Re: Omitting important information about brain/body development, and disease

In 2009, Dr. Miriam Grossman published the book ‘You’re teaching my child what?’  A physician exposes the lies of sex education and how they harm your child, which offered a critique of sexual health education from a medical perspective. In this interview with Peter Mitchell, she highlights some of the key concerns about comprehensive sex education.

Neurology – the brain isn’t ready
In her interview, Dr. Grossman says that recent scientific study shows that the brain area responsible for making rational decisions is not fully developed in teens. Instead, teens base decisions on emotions, not information. She states that “[teen brain] circuits aren’t complete; the wiring is unfinished…” and that scientists “…know now that teens’ poor decisions are likely due not to lack of information, but to lack of judgement. And there is only one thing that will bring that: time.” (p. 2).

Gynecology – the body isn’t ready
Dr. Grossman also explains how information about gynecology isn’t being shared with teens, and why it’s important for girls to delay having sex:

“The cervix of teen girls is covered by a layer that is only one cell thick.
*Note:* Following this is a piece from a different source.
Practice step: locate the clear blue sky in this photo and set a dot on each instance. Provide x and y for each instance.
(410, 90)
That area is easily penetrated by the human papillomavirus (HPV), which can cause cervical cancer…¸[w]ith time, the surface is covered by cells that are 30 to 40 layers thick, and is therefore much more difficult to infect…putting all questions of morality aside, if [girls] are sexually active at a young age, they are at risk for infections that could impact their physical and emotional well-being over the course of their lives. (p. 2).
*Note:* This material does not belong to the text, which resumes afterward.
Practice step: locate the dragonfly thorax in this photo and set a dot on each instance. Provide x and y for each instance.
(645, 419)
Risks of sexual behaviours aren’t being explained
Within most CSE material, anal, oral and vaginal sexual activity are treated equally and the risks associated with each behaviour are often overlooked. Grossman states, for example, that “[s]tudents are not required to be told that oral sex is associated with HPV and cancers of the throat…[that is] important, life-saving, information [which] is withheld from kids. Students are also not told that the most efficient way to transmit a sexually transmitted infection (STI) is through anal sex. And even though studies have shown that the anal sex greatly increases the risk of becoming HIV positive, the information is withheld because it’s deemed offensive to the homosexual male.

High failure rate of condoms during anal sex
In their report entitled HIV Transmission among Men Who Have Sex with Men due to Condom Failure, Remis et. al. (2014) state that “[d]espite preventive efforts, HIV incidence remains high among men who have sex with men (MSM) in industrialized countries. Condoms are an important element in prevention but, given the high frequency of condom use and their imperfect effectiveness, a substantial number and proportion of HIV transmissions occur despite condoms.”
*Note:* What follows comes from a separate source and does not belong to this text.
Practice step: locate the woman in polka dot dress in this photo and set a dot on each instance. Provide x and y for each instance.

Re: Teaching ideology instead of science

Grossman reports on how ideology is being taught instead of science, and about the disconnect between what parents feel is appropriate and what is actually taught in CSE:

“When speaking to the media, and in their material for parents, sex educators state that sex education should start at home and that parents should be the primary sex educators of children. But in material directed at kids the message is altogether different. Here’s what SIECUS says in an online booklet for kids called All About Sex. It opens with eight pages on sexual rights: ‘Every human being has
basic rights. Still, adults may say and do things that make young people feel like they don’t have rights. It’s important for you to know your rights so you can stand up for yourself when necessary.’ Then a bit later: ‘You have the right to decide how to express your sexuality at every point in your life. You can choose if and how to express your sexuality.’

Ninety per cent of parents want their kids to delay sexual behaviour, and they expect sex educators to enforce that message. Organizations like SIECUS promise to do so, but they don’t. All About Sex is a good example of what really goes on. The goal is for the young person to realize that, sure, adults may have their opinions, but kids of all ages have the right to their own ideas about sexuality, as well as the right to behave in any way they like. Nowhere in this pamphlet are kids told: we urge you to delay sexual behaviour because that’s the healthiest choice.”

Grossman concludes that organizations like Planned Parenthood and SIEECAN “…teach kids that they are sexual” from cradle to grave, that adolescence is the natural time to explore sexuality and that kids have the right to express their sexuality in whatever manner they choose. This message promotes sexual freedom, not sexual health. This is ideology, not science.”